3.1 Stepwise Procedure

1. 1.

   Ensure the instrument is properly tuned and verify system performance (see Notes 5 and 6 ).

2. 2.

   Pipette 50 μL of sample (calibrators, quality controls, PBS blank, and patient plasma ) to labeled 1.5-mL microcentrifuge tubes.

3. 3.

   Add 50 μL of the internal standard solution.

4. 4.

   Cap and vortex mix tubes briefly and let stand for 10 min at room temperature.

5. 5.

   Add 500 μL of acetonitrile to each tube, cap and vortex mix for 7–10 s.

6. 6.

   Let the samples stand for 15 min at room temperature.

7. 7.

   Centrifuge at 13,440 rcf for 5 min at room temperature.

8. 8.

   Transfer supernatant into labeled 13 × 100 mm glass culture tubes.

9. 9.

   Using the Thermo Scientific Reacti-Therm III Heating/Stirring Module, dry samples gently under nitrogen gas at 50 °C until completely dry (see Note 7 ).

10. 10.

    Reconstitute the supernatant by adding 1.0 mL mobile phase A.

11. 11.

    Cap the tubes and vortex mix thoroughly for 7–10 s.

12. 12.

    Centrifuge at 1430–1500 × g for 5 min.

13. 13.

    Transfer solution to appropriately labeled autosampler vials.

14. 14.

    Inject 10 μL of sample onto LC-MS/MS .

3.2 Analysis

1. 1.

   Instrumental operating parameters are given in Table 3.

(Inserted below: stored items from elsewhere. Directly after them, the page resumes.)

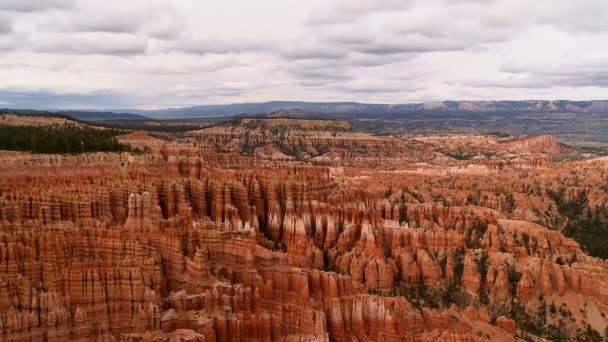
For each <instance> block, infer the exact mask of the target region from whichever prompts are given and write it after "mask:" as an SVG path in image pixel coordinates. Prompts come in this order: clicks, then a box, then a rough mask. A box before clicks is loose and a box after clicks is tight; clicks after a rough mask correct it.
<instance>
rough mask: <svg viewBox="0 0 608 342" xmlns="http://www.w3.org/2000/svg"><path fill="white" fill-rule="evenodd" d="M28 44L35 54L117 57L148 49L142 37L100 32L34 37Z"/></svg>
mask: <svg viewBox="0 0 608 342" xmlns="http://www.w3.org/2000/svg"><path fill="white" fill-rule="evenodd" d="M30 44H31V48H32V50H33V51H37V52H45V53H63V54H82V55H95V54H104V55H118V56H131V55H138V54H143V53H145V52H146V49H147V47H148V41H147V39H146V38H145V37H142V36H138V35H133V34H113V33H101V32H92V33H74V34H43V35H36V36H34V37H33V38H32V39H31V41H30Z"/></svg>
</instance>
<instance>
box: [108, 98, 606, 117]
mask: <svg viewBox="0 0 608 342" xmlns="http://www.w3.org/2000/svg"><path fill="white" fill-rule="evenodd" d="M287 109H299V110H303V111H310V112H314V113H317V114H333V115H346V116H348V115H349V114H350V115H352V114H364V115H366V116H370V117H385V116H386V115H390V116H401V115H408V114H412V113H439V114H445V113H459V112H460V113H526V112H528V113H531V112H547V113H550V112H563V113H608V101H565V100H560V101H445V102H425V103H412V104H396V105H391V104H370V103H359V102H303V101H270V102H263V103H239V104H226V105H206V106H195V107H185V108H169V109H160V110H138V109H119V110H111V111H112V112H122V113H131V114H138V115H142V116H146V117H149V118H156V119H176V118H210V117H223V116H233V115H239V114H244V115H256V114H266V113H270V112H275V111H280V110H287Z"/></svg>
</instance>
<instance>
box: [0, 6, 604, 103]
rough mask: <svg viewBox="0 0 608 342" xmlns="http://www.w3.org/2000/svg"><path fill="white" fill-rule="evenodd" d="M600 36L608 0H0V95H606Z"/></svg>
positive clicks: (567, 96)
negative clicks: (118, 0)
mask: <svg viewBox="0 0 608 342" xmlns="http://www.w3.org/2000/svg"><path fill="white" fill-rule="evenodd" d="M606 41H608V3H607V2H606V1H605V0H572V1H559V2H556V1H553V0H538V1H534V2H530V1H527V0H485V1H481V0H428V1H415V0H407V1H402V0H362V1H347V0H333V1H325V0H310V1H299V0H267V1H263V2H257V1H256V2H254V1H245V0H224V1H194V0H175V1H172V2H166V1H162V0H131V1H123V2H121V3H120V6H108V5H107V4H106V3H104V2H99V1H96V0H40V1H20V0H3V1H0V79H2V80H3V85H2V88H1V89H0V101H3V102H6V103H13V104H15V105H19V106H21V107H27V106H30V105H31V106H35V107H40V108H44V107H45V106H46V107H56V106H58V105H61V106H65V107H71V108H73V107H79V106H80V107H105V108H111V107H118V106H122V107H124V106H130V107H142V108H143V107H164V106H167V107H169V106H171V107H174V106H182V105H183V106H185V105H197V104H207V103H229V102H243V101H267V100H282V99H292V100H310V101H324V100H325V101H334V100H340V101H360V102H366V101H368V102H387V103H400V102H412V101H424V100H450V99H520V98H535V99H537V98H538V99H541V98H547V99H558V98H567V99H588V98H598V97H604V98H605V97H607V96H606V95H608V92H606V90H607V88H608V75H607V74H606V72H605V70H608V69H607V68H606V67H608V65H606V63H605V62H604V61H606V60H608V47H607V46H606V44H604V42H606ZM602 94H603V96H602Z"/></svg>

   Table 3 LC-MS/MS operating conditions

2. 2.

   Analyze the data using the QuanLynx software (Waters Corporation).

3. 3.

   With each analytical run, a 5-point standard calibration curve is created by linear regression of the analyte/I.S. peak area ratio with the origin included using the quantifying ions indicated in Table 4. The concentrations of the controls and unknown samples are determined from the curve.

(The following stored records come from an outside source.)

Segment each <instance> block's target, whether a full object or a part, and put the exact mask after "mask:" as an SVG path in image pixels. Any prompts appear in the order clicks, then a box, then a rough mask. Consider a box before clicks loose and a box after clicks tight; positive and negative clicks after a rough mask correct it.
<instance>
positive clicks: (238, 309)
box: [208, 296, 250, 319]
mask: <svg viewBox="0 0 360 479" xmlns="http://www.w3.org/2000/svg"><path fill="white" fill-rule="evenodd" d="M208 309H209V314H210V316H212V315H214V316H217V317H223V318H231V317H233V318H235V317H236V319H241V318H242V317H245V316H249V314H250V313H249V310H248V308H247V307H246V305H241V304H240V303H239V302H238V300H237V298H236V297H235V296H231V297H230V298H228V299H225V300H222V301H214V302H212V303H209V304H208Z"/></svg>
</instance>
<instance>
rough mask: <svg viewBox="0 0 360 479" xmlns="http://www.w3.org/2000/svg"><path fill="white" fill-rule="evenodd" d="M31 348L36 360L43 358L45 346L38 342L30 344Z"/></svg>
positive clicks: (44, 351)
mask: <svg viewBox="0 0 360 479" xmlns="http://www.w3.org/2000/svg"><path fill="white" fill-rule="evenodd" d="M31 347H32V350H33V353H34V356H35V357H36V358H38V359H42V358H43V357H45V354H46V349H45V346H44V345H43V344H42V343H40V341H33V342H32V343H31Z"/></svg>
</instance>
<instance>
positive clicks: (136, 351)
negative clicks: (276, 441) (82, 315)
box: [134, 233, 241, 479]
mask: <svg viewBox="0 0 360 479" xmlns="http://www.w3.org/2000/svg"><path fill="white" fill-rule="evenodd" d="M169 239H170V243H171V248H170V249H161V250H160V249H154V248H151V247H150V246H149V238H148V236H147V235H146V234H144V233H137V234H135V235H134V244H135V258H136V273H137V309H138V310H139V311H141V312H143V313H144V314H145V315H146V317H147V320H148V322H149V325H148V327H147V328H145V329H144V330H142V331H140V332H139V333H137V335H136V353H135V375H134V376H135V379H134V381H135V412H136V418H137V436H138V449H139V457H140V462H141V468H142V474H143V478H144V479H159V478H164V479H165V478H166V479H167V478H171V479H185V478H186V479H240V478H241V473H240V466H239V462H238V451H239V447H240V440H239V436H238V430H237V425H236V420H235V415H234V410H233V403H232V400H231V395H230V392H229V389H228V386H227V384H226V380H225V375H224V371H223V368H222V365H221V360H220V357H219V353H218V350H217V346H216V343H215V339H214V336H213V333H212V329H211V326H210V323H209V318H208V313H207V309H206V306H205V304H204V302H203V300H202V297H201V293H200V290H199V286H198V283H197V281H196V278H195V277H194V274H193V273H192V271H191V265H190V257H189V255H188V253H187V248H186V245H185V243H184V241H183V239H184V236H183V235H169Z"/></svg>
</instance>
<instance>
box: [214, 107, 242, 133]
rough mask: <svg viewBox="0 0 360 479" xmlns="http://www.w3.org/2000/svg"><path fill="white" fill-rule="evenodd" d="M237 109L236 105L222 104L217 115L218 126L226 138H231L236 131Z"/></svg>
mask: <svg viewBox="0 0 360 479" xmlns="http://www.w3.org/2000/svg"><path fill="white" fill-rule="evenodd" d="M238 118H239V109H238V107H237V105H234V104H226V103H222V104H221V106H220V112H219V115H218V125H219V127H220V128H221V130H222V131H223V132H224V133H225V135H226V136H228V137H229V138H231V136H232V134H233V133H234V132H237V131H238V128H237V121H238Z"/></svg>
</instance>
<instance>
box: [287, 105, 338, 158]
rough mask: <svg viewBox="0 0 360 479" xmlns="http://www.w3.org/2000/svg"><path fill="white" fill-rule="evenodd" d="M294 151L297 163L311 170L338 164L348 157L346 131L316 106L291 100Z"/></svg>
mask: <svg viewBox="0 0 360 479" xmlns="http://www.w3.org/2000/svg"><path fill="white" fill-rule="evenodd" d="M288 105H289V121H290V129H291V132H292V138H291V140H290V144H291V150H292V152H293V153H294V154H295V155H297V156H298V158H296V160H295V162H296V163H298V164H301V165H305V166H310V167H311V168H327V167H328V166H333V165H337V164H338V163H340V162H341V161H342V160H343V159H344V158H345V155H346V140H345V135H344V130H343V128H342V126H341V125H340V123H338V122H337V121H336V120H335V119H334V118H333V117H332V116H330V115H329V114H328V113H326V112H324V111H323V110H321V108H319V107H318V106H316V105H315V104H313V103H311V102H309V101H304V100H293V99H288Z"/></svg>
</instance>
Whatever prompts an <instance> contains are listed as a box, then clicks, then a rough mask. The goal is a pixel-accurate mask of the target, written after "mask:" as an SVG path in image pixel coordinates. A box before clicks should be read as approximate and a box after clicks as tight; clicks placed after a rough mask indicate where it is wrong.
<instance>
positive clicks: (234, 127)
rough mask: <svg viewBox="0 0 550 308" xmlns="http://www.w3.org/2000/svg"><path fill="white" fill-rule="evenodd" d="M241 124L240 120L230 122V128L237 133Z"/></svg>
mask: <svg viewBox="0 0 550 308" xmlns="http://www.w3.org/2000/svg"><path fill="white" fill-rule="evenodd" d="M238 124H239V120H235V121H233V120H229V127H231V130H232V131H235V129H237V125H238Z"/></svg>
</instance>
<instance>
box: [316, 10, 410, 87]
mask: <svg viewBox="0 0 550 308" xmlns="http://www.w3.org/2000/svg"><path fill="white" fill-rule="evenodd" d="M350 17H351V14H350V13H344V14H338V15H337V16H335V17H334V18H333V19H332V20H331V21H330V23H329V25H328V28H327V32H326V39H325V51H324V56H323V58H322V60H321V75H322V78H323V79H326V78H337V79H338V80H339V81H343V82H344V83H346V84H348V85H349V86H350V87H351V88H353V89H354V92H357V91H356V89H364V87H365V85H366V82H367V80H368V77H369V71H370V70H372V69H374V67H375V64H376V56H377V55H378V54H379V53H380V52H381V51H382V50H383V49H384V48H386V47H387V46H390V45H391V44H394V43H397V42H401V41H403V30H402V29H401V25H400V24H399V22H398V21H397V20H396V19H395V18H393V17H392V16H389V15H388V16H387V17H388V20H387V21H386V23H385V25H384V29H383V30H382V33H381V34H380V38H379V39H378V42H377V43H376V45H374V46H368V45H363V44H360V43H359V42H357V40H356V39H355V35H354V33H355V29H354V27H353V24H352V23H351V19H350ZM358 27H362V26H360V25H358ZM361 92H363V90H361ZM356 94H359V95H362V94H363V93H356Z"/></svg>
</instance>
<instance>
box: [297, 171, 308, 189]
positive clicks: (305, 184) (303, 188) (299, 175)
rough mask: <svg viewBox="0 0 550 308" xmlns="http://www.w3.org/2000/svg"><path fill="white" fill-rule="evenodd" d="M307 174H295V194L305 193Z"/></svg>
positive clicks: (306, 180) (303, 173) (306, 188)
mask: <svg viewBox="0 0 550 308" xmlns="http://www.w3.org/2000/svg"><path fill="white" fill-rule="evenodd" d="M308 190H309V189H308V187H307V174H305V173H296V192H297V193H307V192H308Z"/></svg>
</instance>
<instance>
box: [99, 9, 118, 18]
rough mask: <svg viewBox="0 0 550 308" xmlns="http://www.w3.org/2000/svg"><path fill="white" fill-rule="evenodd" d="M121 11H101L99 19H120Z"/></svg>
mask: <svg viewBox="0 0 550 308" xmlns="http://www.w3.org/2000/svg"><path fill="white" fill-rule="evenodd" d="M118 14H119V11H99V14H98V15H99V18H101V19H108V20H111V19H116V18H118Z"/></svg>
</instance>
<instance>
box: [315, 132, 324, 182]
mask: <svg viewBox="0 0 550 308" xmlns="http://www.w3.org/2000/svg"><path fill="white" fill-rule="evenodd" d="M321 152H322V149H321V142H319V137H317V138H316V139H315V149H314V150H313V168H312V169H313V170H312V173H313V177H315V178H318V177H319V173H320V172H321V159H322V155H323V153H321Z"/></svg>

   Table 4 Precursor and product ions for ADMA, SDMA, ADMA-d₇, arginine , and ¹³C₆-arginine

4. 4.

   The expected retention times for ADMA, SDMA, and arginine are 6.77 min (acceptable range: 6.43–7.11 min), 6.04 min (acceptable range: 5.74–6.32 min), and 4.27 min (acceptable range: 4.20–4.45 min), respectively. The expected retention times for ADMA-d₇ and ¹³C₆-Arginine are 6.77 min (acceptable range: 6.43–7.11 min) and 4.26 min (acceptable range: 4.20–4.45 min), respectively. Representative ion chromatograms for ADMA, SDMA, arginine, and I.S. are shown in Fig. 1.

   Fig. 1

   

   Representative LC-MS/MS ion chromatograms of SDMA (0.71 μmol/L), ADMA (0.69 μmol/L), ADMA-d₇ (1.9 μmol/L), arginine (62.5 μmol/L), and ¹³C₆-arginine (36.1 μmol/L) in a plasma sample

5. 5.

   Verify the performance during the analytical run by monitoring the internal standard peak area. An acceptable limit should be defined during method development or validation. We determined 1500 to be the minimum acceptable IS peak area in our method. Re-inject the sample if the internal standard peak area is below the acceptance limit of 1500. If after re-injection, the internal standard peak area is still below 1500, determine the signal-to-noise ratio of the analyte peak. Signal-to-noise ratio greater than 10 is acceptable for reporting.

6. 6.

   Evaluate for carryover effects in the PBS blank injected after Calibrator 1. Carryover is significant when ADMA, SDMA, and arginine concentrations in the PBS blank is greater than the limit of detection levels 0.01, 0.03, and 1.15 μmol/L, respectively, and in the low quality control is greater than the two standard deviations of the target value and/or assigned mean. If carryover is significant, troubleshoot and perform corrective action. Repeat the evaluation to demonstrate that carryover is no longer detected.

7. 7.

   Run is acceptable if the calculated concentrations in the control samples are within two standard deviations of the target values and/or assigned means.

8. 8.

   The method is linear from 0.10 to 2.15 μmol/L for ADMA, 0.10–6.00 μmol/L for SDMA, and 5.8–230.0 μmol/L for arginine . The low limit of quantitation of ADMA, SDMA, and arginine is 0.10, 0.10, and 5.8 μmol/L, respectively. The intra- and inter-day precision is <5 %.

9. 9.

   No significant ion suppression was found in charcoal-stripped serum (used for preparing quality controls) and plasma pools.